By Julia Pulidindi
Earlier this week, over NLC's objections, the House passed the Permanent Internet Tax Freedom Act (PITFA, H.R. 3086), a bill that would strip local governments of the authority to tax or impose fees on Internet access.
To help foster the growth of the Internet, the Internet Tax Freedom Act (ITFA) was first passed in 1998 and placed a temporary ban on taxing Internet access; the current ban expires on November 1, 2014.
In addition to making the temporary ban permanent, PITFA strips states who were "grandfathered" under ITFA at a cost of over $500 million a year in lost revenues (according to the Congressional Budget Office). Those states are Hawaii, New Mexico, North Dakota, Ohio, South Dakota, Texas, and Wisconsin. For additional information on the costs of a permanent ban, click here.

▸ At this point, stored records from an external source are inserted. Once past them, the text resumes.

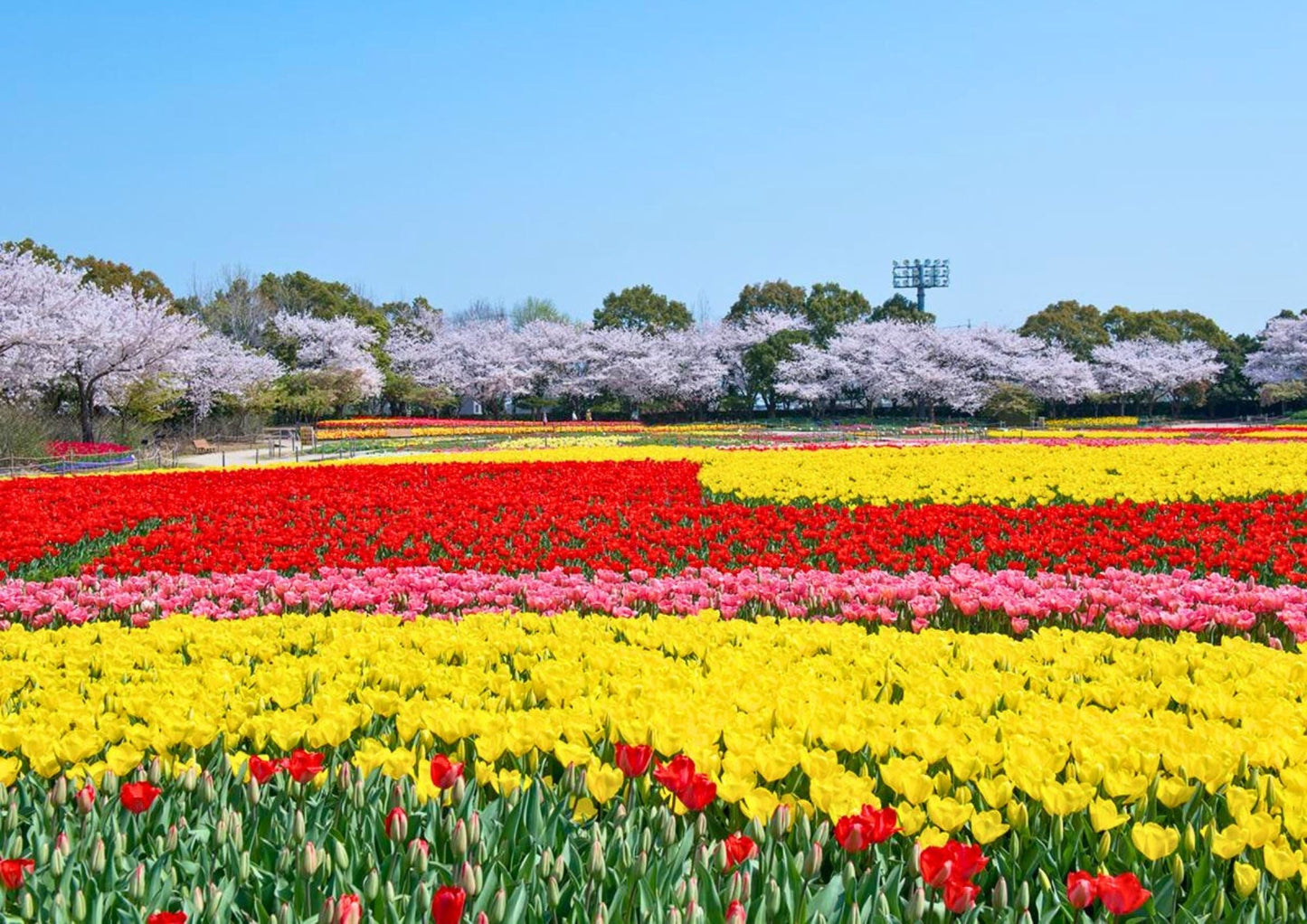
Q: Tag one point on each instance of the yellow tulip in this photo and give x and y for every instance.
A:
(1245, 879)
(1154, 841)
(604, 782)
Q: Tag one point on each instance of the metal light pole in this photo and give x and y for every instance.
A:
(921, 275)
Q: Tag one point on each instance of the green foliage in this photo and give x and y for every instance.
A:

With the House's vote, NLC will now focus its advocacy on the Senate where Senators Enzi (WY), Durbin (IL), Alexander (TN), Heitkamp (ND), Collins (ME) and Pryor (AR) recently introduced the Marketplace and Internet Tax Fairness Act, S. 2609, which NLC supports. This bill combines the Marketplace Fairness Act (with several technical changes), a top legislative priority for cities, and a 10-year extension of the Internet Tax Freedom Act.